Definizione di banca e di attività bancaria
La banca può essere definita sotto due diversi profili:
- Da un punto di vista economico: la banca è un’impresa che produce credito (impiegando e trasformando risorse finanziarie di terzi) e altri servizi finanziari (servizi di incasso e pagamento).
- Da un punto di vista giuridico: la banca è un istituto economico regolato da un ordinamento giuridico, che predispone un quadro normativo e perciò definisce congiuntamente la banca, le attività che essa può svolgere e le regole che devono essere rispettate nell'esercizio delle stesse; l'ordinamento attualmente vigente in Italia è quello del Testo Unico Bancario (che ha recepito la seconda Direttiva comunitaria di coordinamento, finalizzata a realizzare una condizione di armonizzazione nell'attività bancaria nell'ambito dell'UE).
(art. 10 TUB) La banca può essere definita come un’impresa che congiuntamente svolge attività di concessione del credito e di raccolta del risparmio presso il pubblico, cui possono aggiungersi ogni altra attività finanziaria nonché attività connesse o strumentali (come per esempio, la produzione di servizi informatici per proprio uso). Sono fatte salve le riserve di attività previste dalla legge (esistono altre leggi che disciplinano queste riserve di attività, che sono svolte da soggetti specializzati, SGR e SICAV, e quindi, le altre attività finanziarie esercitabili dalla banca sono quelle “ammesse al mutuo riconoscimento”, che possono cioè essere esercitate direttamente o indirettamente in qualsiasi paese comunitario in forza dell'autorizzazione ricevuta dal paese di origine, principio dell'home country control).
Come si evince dalla norma, la raccolta del risparmio (acquisizione di fondi con l'obbligo di restituzione sotto forma di depositi e/o sotto altra forma) e l'esercizio del credito (concessione di prestiti in denaro in varie forme – crediti per cassa – e/o prestare garanzie e impegni di firma a favore di terzi – crediti di firma) costituiscono l'attività bancaria, che ha natura composita.
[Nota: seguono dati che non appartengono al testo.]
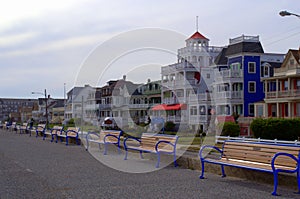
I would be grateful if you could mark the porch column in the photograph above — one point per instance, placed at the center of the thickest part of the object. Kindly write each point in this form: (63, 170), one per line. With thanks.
(289, 110)
(277, 110)
(277, 87)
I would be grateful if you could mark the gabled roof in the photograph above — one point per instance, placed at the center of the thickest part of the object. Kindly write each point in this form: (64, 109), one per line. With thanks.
(296, 54)
(197, 35)
(291, 52)
(237, 48)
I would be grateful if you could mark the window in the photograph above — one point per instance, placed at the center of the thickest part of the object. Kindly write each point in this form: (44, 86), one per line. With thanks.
(251, 67)
(298, 84)
(235, 66)
(251, 109)
(251, 87)
(202, 110)
(286, 85)
(193, 110)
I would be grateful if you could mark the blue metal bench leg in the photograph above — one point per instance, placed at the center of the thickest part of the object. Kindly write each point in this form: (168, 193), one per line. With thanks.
(158, 160)
(223, 171)
(175, 163)
(298, 181)
(126, 153)
(105, 149)
(119, 149)
(202, 170)
(275, 183)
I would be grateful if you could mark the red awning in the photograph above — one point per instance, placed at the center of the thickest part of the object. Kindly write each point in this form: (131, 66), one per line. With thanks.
(227, 118)
(166, 107)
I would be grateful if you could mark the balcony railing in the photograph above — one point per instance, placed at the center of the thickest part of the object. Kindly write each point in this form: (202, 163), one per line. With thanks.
(224, 74)
(283, 94)
(200, 97)
(196, 119)
(228, 95)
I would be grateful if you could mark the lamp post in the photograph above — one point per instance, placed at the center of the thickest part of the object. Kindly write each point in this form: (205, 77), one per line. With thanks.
(46, 103)
(286, 13)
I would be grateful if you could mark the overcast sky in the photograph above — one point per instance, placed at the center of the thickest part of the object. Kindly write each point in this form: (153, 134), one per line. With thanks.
(43, 44)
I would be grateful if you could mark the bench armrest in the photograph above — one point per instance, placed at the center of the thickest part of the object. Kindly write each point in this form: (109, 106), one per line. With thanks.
(287, 155)
(209, 146)
(70, 133)
(88, 135)
(130, 138)
(111, 135)
(166, 142)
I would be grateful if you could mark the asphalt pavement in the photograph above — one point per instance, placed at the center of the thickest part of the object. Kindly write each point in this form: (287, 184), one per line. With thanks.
(33, 168)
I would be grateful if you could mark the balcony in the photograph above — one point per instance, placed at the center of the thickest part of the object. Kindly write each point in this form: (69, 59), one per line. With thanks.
(196, 119)
(228, 74)
(228, 95)
(199, 97)
(283, 94)
(172, 100)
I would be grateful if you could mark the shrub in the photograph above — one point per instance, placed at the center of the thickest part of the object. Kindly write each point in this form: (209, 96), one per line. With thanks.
(169, 126)
(230, 129)
(276, 128)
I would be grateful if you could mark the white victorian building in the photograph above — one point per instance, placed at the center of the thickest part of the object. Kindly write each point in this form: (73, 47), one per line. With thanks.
(186, 85)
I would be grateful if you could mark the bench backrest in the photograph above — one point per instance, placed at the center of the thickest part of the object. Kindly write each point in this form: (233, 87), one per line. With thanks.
(40, 127)
(260, 152)
(149, 141)
(76, 129)
(56, 130)
(103, 133)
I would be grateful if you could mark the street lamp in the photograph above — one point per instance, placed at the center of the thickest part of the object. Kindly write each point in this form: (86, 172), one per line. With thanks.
(286, 13)
(46, 102)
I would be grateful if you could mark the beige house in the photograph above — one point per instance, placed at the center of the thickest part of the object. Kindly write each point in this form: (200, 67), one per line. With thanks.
(282, 91)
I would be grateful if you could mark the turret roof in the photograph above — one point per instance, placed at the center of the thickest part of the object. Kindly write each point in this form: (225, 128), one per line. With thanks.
(197, 35)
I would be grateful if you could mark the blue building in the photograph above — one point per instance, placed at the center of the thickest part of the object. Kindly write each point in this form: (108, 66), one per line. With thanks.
(238, 71)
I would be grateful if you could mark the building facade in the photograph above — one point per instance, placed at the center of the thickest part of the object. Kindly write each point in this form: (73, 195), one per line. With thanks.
(238, 72)
(187, 84)
(282, 99)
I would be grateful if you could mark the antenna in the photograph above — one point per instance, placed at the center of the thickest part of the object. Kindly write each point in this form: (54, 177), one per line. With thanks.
(197, 23)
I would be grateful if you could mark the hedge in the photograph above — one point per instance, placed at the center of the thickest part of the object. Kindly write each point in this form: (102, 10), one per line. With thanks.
(276, 128)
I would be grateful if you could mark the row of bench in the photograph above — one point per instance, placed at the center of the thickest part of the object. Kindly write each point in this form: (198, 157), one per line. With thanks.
(259, 156)
(55, 133)
(150, 143)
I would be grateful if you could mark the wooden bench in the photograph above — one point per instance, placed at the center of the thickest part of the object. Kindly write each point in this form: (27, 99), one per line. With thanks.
(52, 132)
(12, 126)
(24, 128)
(153, 143)
(71, 132)
(105, 137)
(259, 156)
(39, 129)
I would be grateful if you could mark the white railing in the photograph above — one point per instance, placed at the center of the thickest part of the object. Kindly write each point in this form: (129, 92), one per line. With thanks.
(221, 139)
(228, 94)
(195, 119)
(228, 74)
(282, 94)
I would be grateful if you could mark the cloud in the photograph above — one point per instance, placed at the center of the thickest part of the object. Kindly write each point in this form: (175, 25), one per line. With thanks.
(16, 39)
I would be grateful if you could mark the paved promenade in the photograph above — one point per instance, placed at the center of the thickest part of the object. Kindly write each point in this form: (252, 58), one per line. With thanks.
(33, 168)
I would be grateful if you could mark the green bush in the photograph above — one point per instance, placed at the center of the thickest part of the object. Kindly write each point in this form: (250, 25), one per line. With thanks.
(230, 129)
(276, 128)
(169, 126)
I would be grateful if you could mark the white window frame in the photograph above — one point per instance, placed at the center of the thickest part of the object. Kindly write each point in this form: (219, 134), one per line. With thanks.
(252, 72)
(250, 82)
(251, 104)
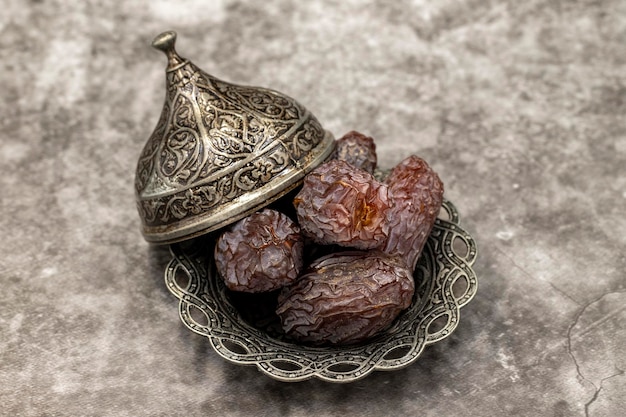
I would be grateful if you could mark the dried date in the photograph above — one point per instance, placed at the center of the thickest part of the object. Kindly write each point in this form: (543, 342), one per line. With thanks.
(356, 149)
(346, 298)
(261, 252)
(417, 194)
(343, 205)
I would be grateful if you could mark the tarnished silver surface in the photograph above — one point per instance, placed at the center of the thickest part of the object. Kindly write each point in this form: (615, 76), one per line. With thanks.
(220, 151)
(247, 334)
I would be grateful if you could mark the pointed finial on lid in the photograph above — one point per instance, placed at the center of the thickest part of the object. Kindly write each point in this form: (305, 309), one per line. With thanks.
(166, 43)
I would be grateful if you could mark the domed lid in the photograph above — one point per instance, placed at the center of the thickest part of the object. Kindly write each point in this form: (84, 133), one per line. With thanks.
(220, 152)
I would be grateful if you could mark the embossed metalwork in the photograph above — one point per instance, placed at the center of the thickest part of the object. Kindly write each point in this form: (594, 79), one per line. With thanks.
(445, 282)
(220, 151)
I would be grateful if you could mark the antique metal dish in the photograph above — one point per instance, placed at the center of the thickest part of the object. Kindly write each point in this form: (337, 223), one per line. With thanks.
(243, 330)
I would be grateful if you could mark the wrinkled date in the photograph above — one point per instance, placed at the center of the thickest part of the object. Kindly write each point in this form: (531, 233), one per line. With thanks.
(343, 205)
(417, 196)
(261, 252)
(346, 298)
(358, 150)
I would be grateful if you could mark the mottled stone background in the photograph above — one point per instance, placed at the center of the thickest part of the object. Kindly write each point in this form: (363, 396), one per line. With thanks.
(520, 106)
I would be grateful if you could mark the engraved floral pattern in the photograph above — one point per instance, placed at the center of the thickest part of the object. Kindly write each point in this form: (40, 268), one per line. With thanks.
(246, 339)
(216, 141)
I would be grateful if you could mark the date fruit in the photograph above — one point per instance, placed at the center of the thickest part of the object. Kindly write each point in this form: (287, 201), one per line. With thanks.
(343, 205)
(261, 252)
(356, 149)
(417, 195)
(346, 297)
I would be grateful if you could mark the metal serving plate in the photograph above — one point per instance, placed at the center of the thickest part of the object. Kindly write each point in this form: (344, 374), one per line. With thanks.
(243, 329)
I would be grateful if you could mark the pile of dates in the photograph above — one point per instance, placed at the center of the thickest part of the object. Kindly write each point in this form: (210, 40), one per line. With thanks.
(364, 236)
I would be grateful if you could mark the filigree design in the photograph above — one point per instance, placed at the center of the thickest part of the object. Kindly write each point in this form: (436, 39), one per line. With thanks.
(213, 137)
(244, 334)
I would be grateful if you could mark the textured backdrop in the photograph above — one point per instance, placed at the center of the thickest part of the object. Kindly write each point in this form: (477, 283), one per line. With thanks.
(520, 107)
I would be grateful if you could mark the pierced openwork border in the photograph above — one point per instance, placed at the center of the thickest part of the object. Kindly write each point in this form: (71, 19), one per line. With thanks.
(445, 282)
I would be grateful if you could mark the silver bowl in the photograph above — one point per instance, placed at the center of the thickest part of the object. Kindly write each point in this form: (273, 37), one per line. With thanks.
(243, 330)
In altre parole, la sola raccolta del risparmio o il solo esercizio del credito separatamente non costituiscono attività bancaria.
I modelli dell'intermediazione bancaria: il quadro generale
Il modello di intermediazione di una banca è dato dalla modalità con cui questa intermedia risorse finanziarie, cioè trasferisce o concorre a trasferire capitali da soggetti che dispongono di avanzi finanziari a soggetti che viceversa esprimono fabbisogni finanziari. Il modello di intermediazione ci dice in che modo e in quali condizioni il processo produttivo viene attuato, quindi:
- Con quali strumenti finanziari;
- Con quali strutture di bilancio;
- Con quali equilibri di gestione reddituale, finanziario, patrimoniale;
- Con quali relazioni con il mercato mobiliare.
Esistono 3 modelli di intermediazione bancaria o finanziaria:
- Intermediazione creditizia (IC), finanziata con raccolta di depositi e/o collocamento frazionato di obbligazioni (DEPOSIT-FUNDED).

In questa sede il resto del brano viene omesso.